Well, if the news station is really interested in helping the police identify and locate this group of men, perhaps they could have included a few adjectives. But even after reading the entire article and listening to the reporter’s description, you would have no idea what the group of people looked like unless you watched the video.


Another case involving even more suspects took place in a Kroger parking lot in Memphis, Tennessee, where a gang beat down a customer and kicked him until he was unconscious. The reporting in this case is remarkably similar.

Officers arrested and charged 10 teenagers and one adult as of Monday evening in the attack that happened in a Kroger parking lot…

Three people were injured Saturday night by a large group of teenagers who came from a nearby CiCi’s Pizza restaurant. Two Kroger employees, ages 17 and 18, were jumped while trying to stop the initial attack on a 25-year-old customer.
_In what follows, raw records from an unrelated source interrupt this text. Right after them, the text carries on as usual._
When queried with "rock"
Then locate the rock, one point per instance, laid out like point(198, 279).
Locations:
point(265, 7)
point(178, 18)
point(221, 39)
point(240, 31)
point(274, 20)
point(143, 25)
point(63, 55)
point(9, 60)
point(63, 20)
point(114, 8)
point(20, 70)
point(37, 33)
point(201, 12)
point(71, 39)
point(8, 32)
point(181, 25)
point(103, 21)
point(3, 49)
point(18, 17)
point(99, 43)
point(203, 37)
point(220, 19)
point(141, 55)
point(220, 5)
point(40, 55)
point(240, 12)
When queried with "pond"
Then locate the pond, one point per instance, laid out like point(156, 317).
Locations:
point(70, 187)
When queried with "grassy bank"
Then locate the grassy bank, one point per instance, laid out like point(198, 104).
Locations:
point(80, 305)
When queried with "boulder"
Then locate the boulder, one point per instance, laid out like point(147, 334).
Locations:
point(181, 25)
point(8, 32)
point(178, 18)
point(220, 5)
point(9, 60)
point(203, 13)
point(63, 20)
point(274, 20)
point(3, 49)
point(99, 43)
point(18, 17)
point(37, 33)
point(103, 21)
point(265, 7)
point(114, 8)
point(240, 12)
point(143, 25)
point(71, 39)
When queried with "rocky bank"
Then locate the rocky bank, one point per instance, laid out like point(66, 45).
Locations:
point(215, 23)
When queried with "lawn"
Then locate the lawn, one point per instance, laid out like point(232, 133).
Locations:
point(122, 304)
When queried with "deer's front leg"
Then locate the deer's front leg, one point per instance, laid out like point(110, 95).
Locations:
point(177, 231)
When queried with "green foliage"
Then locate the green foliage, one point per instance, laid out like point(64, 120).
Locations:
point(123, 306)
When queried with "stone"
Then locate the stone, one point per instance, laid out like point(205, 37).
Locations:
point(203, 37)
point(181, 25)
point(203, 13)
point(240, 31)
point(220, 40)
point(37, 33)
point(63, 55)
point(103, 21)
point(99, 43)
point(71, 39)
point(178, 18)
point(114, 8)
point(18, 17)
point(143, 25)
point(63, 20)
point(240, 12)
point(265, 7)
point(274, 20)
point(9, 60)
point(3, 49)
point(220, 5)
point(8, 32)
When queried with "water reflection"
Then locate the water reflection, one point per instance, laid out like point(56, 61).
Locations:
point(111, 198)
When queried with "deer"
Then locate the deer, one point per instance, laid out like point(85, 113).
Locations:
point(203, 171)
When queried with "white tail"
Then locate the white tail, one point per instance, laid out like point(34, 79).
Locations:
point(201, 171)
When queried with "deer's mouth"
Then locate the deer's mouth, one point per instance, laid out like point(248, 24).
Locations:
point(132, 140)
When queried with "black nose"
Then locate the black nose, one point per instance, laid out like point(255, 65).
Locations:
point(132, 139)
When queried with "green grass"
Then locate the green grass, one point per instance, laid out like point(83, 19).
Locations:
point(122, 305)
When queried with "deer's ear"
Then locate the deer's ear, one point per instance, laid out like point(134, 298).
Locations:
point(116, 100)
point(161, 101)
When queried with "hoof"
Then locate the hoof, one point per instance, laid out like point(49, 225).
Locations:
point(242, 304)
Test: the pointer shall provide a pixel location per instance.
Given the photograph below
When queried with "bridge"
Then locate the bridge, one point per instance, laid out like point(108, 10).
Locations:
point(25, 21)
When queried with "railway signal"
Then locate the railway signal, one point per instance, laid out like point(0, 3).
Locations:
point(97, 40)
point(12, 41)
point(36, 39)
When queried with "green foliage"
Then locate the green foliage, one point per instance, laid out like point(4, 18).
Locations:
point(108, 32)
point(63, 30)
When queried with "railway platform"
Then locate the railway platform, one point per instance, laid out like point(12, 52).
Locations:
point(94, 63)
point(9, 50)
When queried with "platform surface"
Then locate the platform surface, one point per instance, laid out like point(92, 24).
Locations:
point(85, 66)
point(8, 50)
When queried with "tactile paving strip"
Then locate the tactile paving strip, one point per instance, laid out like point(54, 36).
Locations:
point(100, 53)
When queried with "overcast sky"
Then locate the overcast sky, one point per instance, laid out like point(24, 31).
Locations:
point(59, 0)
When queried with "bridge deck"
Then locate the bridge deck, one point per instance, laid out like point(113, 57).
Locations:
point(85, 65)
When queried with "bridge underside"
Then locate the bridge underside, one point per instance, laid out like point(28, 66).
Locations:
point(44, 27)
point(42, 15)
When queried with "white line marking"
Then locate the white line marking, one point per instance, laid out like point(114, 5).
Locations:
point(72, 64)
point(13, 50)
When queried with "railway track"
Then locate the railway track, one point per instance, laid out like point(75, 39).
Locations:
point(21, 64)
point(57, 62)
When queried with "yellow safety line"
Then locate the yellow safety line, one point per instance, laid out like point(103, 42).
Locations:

In the case of the Kroger attack, the community came forward despite the similar lack of adjectives demanding to know why this wasn’t being treated as a hate crime. (In case you hadn’t guessed, the customer was white and the large group of teenagers were black.) The police chief was forced to come out in a later presser to declare that they couldn’t treat it as a hate crime because the victims included “both white and African American victims.”

What they don’t mention is that the second and third victims – both store employees, one of whom is black – were only injured after they rushed outside to attempt to stop the beating. The statements also fail to note that the original, undedited video of the gang assault includes the voice of an observer laughing hysterically as she yells, “They got a white dude!” (The video follows. Viewers are warned that the content includes graphic violence which many will find disturbing.)
Action News 5 – Memphis, Tennessee

In all these instances we see a pattern which deserves an explanation from the nation’s media gatekeepers. If America’s reporters are so concerned about race relations in the country that such descriptions are included immediately when discussing a case where a white person is charged with injury to an African American, how is such discussion less valid when the roles are reversed? Violence takes place all the time, and the fact is that both attackers and victims cover the full spectrum of skin tones. If it’s an important question for us to ponder as a nation, are not all examples pertinent to the discussion? As much as some of these news outlets may hate to admit it, black people do, on occasion, commit acts of violence. And sometimes the victims of that violence are white.

But somehow that’s not a story. When reporting those types of crimes, there is an embargo on The B Word. You never read a headline where “a black man” or ” a black cop” stands accused of this or that crime against “an unarmed white man” or “a young white woman.” I was reminded of this yet again watching all the coverage of the arrest in the disappearance of Heather Graham. Read this thirty paragraph story at HuffPo about the arrest of Jesse Leroy Matthew Jr., a suspect in the case. If you open that page and place your hand over the picture of Heather you would have no clue as to the races – or even general descriptions – of the persons involved.

Why? Of course, even posing the question immediately brands me as a hopeless, hateful racist in the minds of half the nation and the conversation immediately shuts down. But a responsible media, if they truly wanted to have a frank conversation about racial conflict in America, would be honest enough to tackle this issue.